Этим двум журналистам он сказал, что работает на русские радио– и телестудии, отслеживая британские передачи»[998]
.Нора Белофф познакомилась с Бёрджессом благодаря рекомендательному письму от известного обозревателя Эдварда Кранкшоу. Бёрджесс сразу позвонил ей и пригласил к себе домой. «Бёрджесс – обрюзгший плюгавый человечек с плохими зубами… Он встретил меня с привлекательной улыбкой и обезоруживающей прямотой: «Вы, наверное, слышали, что я предпочитаю мужчин, – сказал он, – но для вас я сделаю исключение». Они довольно часто встречались, и женщина даже присоединилась к нему в Сочи, где танцевала с ним». «Он указал мне несколько основных правил общения с бюрократами – например, надо уметь стукнуть кулаком по столу и перекричать их. Позднее он нередко навещал меня в моем номере в «Национале», и мы заказывали еду в номер. Он, бывало, орал на официантов, добиваясь адекватного обслуживания»[999]

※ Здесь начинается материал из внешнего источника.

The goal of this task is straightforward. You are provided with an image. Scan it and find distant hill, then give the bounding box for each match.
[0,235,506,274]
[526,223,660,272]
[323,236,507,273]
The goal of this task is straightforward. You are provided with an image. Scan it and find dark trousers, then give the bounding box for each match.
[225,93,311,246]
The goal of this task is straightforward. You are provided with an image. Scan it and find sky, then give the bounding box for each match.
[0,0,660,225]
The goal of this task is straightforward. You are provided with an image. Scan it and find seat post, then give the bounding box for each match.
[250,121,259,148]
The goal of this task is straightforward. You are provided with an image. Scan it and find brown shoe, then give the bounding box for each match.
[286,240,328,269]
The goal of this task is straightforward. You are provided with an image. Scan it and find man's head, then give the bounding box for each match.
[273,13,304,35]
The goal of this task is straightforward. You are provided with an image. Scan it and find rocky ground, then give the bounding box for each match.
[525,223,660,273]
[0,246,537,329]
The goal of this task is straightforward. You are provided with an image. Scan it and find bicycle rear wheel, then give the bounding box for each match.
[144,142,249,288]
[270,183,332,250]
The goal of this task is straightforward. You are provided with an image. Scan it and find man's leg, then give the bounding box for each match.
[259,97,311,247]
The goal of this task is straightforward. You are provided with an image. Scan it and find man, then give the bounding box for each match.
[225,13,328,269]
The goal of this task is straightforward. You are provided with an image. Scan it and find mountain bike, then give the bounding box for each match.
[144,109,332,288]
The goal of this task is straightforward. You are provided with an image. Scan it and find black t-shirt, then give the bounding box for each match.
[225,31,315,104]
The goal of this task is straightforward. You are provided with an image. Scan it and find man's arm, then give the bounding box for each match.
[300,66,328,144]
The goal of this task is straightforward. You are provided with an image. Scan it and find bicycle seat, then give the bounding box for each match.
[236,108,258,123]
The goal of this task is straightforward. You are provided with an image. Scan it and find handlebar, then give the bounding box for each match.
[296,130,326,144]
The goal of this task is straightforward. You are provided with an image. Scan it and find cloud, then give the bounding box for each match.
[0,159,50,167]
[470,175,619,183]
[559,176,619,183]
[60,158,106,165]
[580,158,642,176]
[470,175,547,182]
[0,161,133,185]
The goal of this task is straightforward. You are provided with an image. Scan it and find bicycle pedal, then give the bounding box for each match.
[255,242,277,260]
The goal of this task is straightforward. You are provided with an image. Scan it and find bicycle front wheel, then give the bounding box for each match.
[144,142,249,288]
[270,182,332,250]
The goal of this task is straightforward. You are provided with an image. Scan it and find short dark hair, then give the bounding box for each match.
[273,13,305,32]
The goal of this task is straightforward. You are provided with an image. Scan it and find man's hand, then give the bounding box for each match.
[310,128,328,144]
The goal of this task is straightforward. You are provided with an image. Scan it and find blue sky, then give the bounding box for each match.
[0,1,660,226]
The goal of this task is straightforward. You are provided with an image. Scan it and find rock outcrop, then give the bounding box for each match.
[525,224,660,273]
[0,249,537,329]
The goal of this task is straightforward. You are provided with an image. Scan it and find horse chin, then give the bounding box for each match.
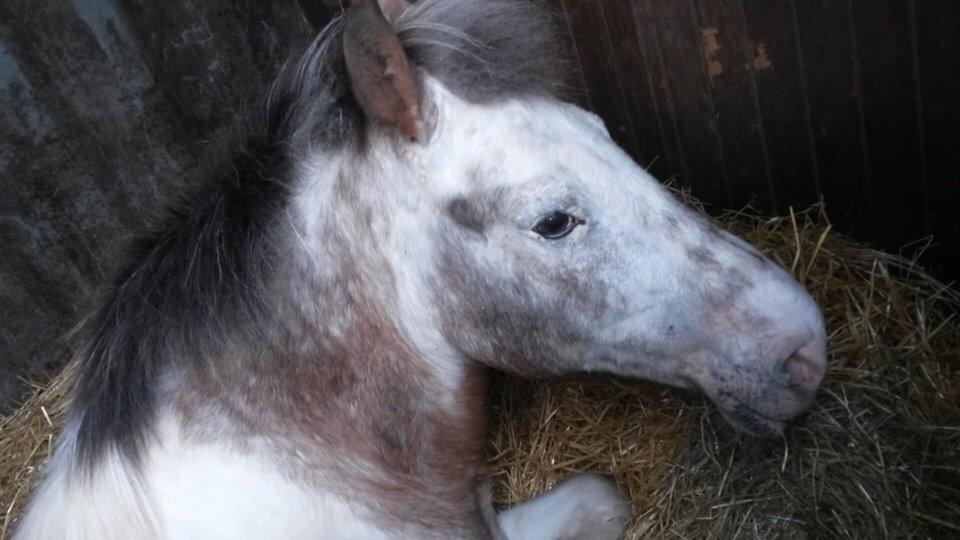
[719,407,787,439]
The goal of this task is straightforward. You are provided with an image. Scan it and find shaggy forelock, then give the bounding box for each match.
[396,0,567,102]
[269,0,570,147]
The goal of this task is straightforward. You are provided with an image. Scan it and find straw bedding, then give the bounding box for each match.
[0,208,960,538]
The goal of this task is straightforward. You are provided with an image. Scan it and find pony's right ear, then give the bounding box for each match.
[343,0,424,141]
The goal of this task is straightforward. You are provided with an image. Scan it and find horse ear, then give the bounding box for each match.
[377,0,413,24]
[343,0,423,141]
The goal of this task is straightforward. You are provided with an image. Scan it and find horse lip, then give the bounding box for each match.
[681,370,794,439]
[717,406,787,439]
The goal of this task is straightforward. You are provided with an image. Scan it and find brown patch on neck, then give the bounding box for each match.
[172,239,487,537]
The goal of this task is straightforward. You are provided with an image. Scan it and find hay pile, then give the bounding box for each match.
[0,208,960,538]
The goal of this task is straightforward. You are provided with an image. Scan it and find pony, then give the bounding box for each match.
[16,0,826,540]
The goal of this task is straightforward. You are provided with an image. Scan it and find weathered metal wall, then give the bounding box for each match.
[0,0,316,405]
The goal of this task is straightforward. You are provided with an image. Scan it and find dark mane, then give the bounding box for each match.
[73,0,565,463]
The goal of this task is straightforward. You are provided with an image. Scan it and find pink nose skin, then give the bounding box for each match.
[780,340,827,394]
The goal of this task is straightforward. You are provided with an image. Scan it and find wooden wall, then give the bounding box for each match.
[552,0,960,279]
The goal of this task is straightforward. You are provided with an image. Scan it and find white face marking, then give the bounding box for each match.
[370,81,825,432]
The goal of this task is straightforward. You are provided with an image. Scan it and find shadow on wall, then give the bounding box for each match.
[0,0,334,409]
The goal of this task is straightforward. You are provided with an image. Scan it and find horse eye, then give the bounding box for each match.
[533,212,580,240]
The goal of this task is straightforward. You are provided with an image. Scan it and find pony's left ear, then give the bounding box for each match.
[343,0,424,141]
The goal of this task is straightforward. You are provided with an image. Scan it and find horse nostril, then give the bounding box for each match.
[781,341,827,392]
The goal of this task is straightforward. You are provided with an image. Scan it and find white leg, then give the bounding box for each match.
[497,473,630,540]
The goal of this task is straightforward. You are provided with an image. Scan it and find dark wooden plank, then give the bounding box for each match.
[563,0,639,156]
[696,0,773,212]
[631,1,691,189]
[851,0,928,252]
[915,0,960,280]
[598,0,669,177]
[640,0,731,206]
[743,0,819,215]
[550,0,594,111]
[796,0,876,240]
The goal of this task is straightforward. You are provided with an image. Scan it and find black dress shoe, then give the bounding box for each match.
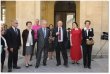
[8,69,12,72]
[13,66,21,69]
[28,64,32,66]
[72,62,75,64]
[64,64,68,68]
[43,63,47,66]
[35,65,39,68]
[25,65,29,68]
[76,62,80,65]
[56,64,61,66]
[84,66,87,68]
[88,67,91,69]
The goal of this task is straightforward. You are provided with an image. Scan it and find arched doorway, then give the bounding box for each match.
[54,1,76,28]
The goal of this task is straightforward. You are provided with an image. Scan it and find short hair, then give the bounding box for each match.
[72,22,78,27]
[26,21,32,26]
[40,19,47,23]
[84,20,91,24]
[49,24,53,27]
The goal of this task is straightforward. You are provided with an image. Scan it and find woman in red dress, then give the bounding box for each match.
[70,22,82,64]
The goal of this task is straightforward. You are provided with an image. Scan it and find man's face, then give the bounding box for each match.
[27,23,32,29]
[41,21,47,28]
[57,21,63,27]
[12,20,18,28]
[35,19,39,25]
[86,22,90,28]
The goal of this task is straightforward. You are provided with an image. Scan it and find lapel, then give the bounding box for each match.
[11,27,16,35]
[40,28,44,38]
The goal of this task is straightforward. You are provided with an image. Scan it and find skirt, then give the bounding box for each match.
[26,45,32,55]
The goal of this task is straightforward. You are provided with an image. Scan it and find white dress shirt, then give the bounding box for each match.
[2,36,8,47]
[58,27,63,42]
[26,29,33,46]
[84,27,89,36]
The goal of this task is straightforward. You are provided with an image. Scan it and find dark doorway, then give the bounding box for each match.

.Норман Домби, в 1962 году студент Московского государственного университета по обмену, познакомился с Бёрджессом через Джереми Вульфендена. Он пришел в гости в квартиру Бёрджесса, которую посчитал большой по советским стандартам, и отметил, что, если не принимать в расчет охранников при входе, такая квартира вполне могла быть в Челси. «Здесь была стопка «Нью стейтсмен». Он подписывался на разные британские газеты. Мне Бёрджесс показался западным интеллектуалом». Домби счел Бёрджесса хорошо информированным относительно британской политики. Они обсудили неудачи советского коммунизма и преимущества китайской модели, и Бёрджесс дал ему почитать «Историю цивилизации» Джозефа Нидэма. Домби сказал, что Бёрджесс много говорил о матери. Попытка встретиться с ним еще раз оказалась неудачной, поскольку Бёрджесс заболел[1000]
.Нездоровый режим – мало еды и много алкоголя – сказался на здоровье Гая. Весной 1960 года он провел время в подмосковном санатории. Его лечили от атеросклероза, язвы и артрита[1001]
. Он написал Николсону. «Сам дом напоминает Чисуик и Остерли и вполне мог быть построен братьями Адамс… В нем музей, где много работ Герберта Робертса, один хороший Тициан и один очень хороший Тинторетто»[1002].Летом 1961 года он перенес две операции по поводу язвы, а в октябре был госпитализирован из-за склерозирования артерий. Он ворчал: «Кажется, Черчилль сказал, что у того, кто работает, в 40 или 50 лет непременно появятся бляшки на стенках артерий»[1003]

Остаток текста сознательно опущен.